Whether you're dealing with people, products or places, it's generally reasonable to assume that the information you store in your database in some way involves dates and times. Since no native date or time data types are supported by Neo4j, the question of how best to store this information has come up several times in the community mailing list. The general answer to this question has been to use a numeric or textual property value and each of these styles obviously has individual pros and cons. Focusing simply on date information, this article discusses some of the options which can be used, their relative advantages and disadvantages, and introduces a uniquely graph-based solution.

Arguably the simplest approach is to use a textual property value to hold a date. There are of course numerous ways to format a date internationally but the widely accepted common format for computer systems is ISO 8601. For those unfamiliar with this format, the date components are represented in descending order of magnitude, separated by dashes. This means that Christmas Day, 2000 becomes "2000-12-25". This method has the distinct advantage of being both human-readable and incredibly portable although is subject to performance concerns when comparisons and sorting are involved: string comparisons are notoriously more resource intensive than numeric comparisons. In addition, some level of validation is required to ensure that erroneous values are not stored, be they completely invalidly formatted, such as "2000/12/25th" or simply outside of permitted ranges, such as "2000-12-47".

A natural twist on the ISO 8601 format is to simply represent the same date components within an eight digit integer. Here, "2000-12-25" becomes 20001225 and this of course brings benefits in both sorting and validation. While invalid formats can no longer be represented, out of range values still can (20001247). There is also a temptation to try to perform arithmetic on integer values but clearly 20010131 – 20001225 does not represent the number of days between Christmas Day 2000 and the end of January the following year. This model is still of limited use.

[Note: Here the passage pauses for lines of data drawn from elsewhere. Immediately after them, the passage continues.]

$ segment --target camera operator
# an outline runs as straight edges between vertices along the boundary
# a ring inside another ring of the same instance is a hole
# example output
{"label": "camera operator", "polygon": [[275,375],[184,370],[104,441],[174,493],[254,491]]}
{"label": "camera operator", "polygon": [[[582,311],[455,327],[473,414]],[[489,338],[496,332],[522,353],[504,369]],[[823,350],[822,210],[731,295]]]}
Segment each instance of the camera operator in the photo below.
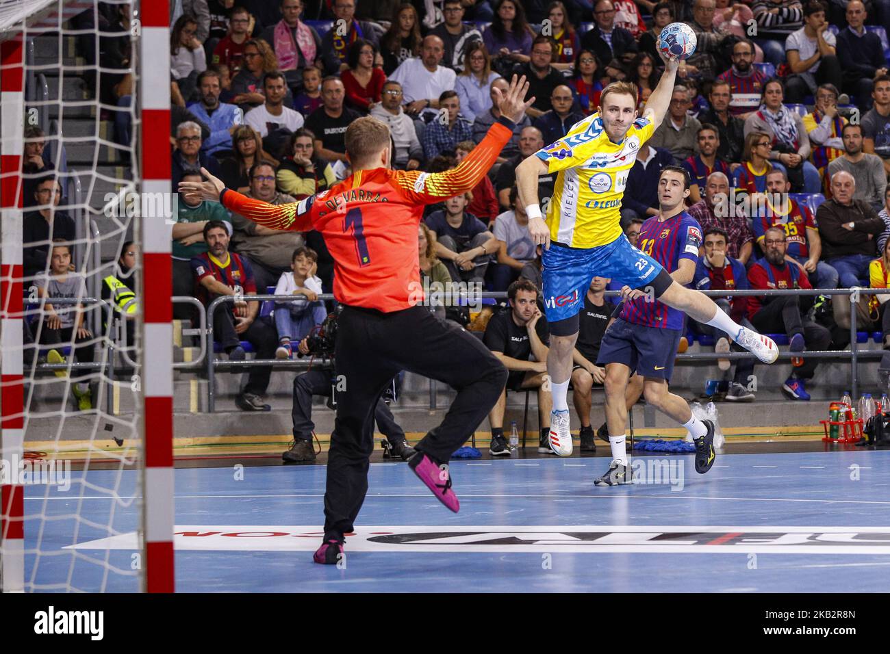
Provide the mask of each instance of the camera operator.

An alternative numeric representation is the Unix timestamp. This value stores the total amount of elapsed time between 1970-01-01 (the Unix epoch) and the date represented and, by doing so, allows date arithmetic to be carried out correctly. The only real downside to this representation is a lack of human readabilty and potential portability issues (although since most computer systems have recognised Unix timestamps for a long time, this issue is probably completely academic).

Within Neo4j however, we have another option for storing date information. We can give each individual date value its own node and hold these together in a hierarchical subgraph to give them meaning. As a very small example, the three days between 24th and 26th December inclusive could be held in the following tree:


Not only does this allow us to give meaningful structure to the dates themselves but it provides a facility by which we can represent date-bound events using a relationship instead of a property. We could indicate that a person was born on a particular day using a "BORN_ON" type relationship or show when an order was completed with a "COMPLETED_ON" relationship. The temporal information becomes part of the shape and structure of the graph rather than simply being a flat value.

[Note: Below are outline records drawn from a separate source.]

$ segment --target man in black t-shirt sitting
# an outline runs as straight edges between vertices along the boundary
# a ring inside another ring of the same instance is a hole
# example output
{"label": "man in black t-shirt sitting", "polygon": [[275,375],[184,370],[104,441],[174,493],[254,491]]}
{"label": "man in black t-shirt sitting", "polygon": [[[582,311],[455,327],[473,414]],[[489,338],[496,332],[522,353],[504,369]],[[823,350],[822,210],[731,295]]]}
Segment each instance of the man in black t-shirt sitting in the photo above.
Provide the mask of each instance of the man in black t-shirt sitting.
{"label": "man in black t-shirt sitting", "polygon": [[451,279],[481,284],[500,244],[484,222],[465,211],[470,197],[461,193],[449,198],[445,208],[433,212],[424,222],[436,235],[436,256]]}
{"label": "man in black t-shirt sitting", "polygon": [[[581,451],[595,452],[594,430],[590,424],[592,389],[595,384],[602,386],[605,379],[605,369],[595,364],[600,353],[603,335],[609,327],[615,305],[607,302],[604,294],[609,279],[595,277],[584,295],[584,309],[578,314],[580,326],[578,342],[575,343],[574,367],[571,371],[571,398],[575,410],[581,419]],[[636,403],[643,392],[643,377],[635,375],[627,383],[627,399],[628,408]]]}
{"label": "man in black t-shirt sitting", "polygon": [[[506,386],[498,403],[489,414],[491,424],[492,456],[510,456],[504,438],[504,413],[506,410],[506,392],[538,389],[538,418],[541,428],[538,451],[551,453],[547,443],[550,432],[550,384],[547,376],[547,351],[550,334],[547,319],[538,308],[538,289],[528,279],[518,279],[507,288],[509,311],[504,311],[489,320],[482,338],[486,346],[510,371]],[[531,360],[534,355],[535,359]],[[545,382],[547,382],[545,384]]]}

With this mechanism we can of course also store extra information within the calendar tree. We may choose to store Unix timestamps as properties within the "day" nodes or assign names to days or months. We could also link certain days to a dedicated "weekend" or "bank holiday" node so that such days become easier to find and for sparsely populated calendars (such as those within a family tree) we only have to store the dates in which we are interested.

Building and using a calendar tree of this type in Neo4j has become somewhat easier with the introduction of Cypher's CREATE UNIQUE (née RELATE) clauses. This can ensure that we are reusing entities whenever possible and, with the new wrapper function get_or_create_path now available in py2neo 1.3.2, implementation becomes trivial.

The code below describes a simple GregorianCalendar class containing a method to select individual date nodes. These nodes can then be used as relationship endpoints for any date information.
class GregorianCalendar(object):

    def __init__(self, graph_db, calendar_index_name="CALENDARS"):
        # store a handle to the graph database we are working on
        self._graph_db = graph_db
        # retain a handle to the root node for this calendar
        self._calendar = self._graph_db.get_or_create_indexed_node(
            calendar_index_name, "scheme", "Gregorian",
        )
    
    def day(self, year, month, day):
        # fetch the full date path from the calendar root through the YEAR,
        # MONTH and DAY relationships, building this path if necessary; for
        # example:
        #   (CAL)-[:YEAR]->(2000)-[:MONTH]->(12)-[:DAY]->(25)
        date_path = self._calendar.get_or_create_path(
            ("YEAR",  {"number": year}),
            ("MONTH", {"number": month}),
            ("DAY",   {"number": day}),
        )
        # return the last node of the date path, i.e. the node
        # representing the "day"
        return date_path.nodes[-1]

While a calendar subgraph may not be the optimal approach for all date storage, it can certainly be useful in many situations and offers a lot of potential for expansion both with the properties stored against each date and with options to represent further date-related concepts such as weeks or quarters.

3 comments:

KC said...

Good job !

Stephen Souness said...

Do you think it would be a good approach to use the node approach and include a unix style timestamp as a property of the day node?

Nigel Small said...

Absolutely. If you use unix timestamps within your application then this is exactly the right place to put it. Presumably you would store the "midnight at start" value in there.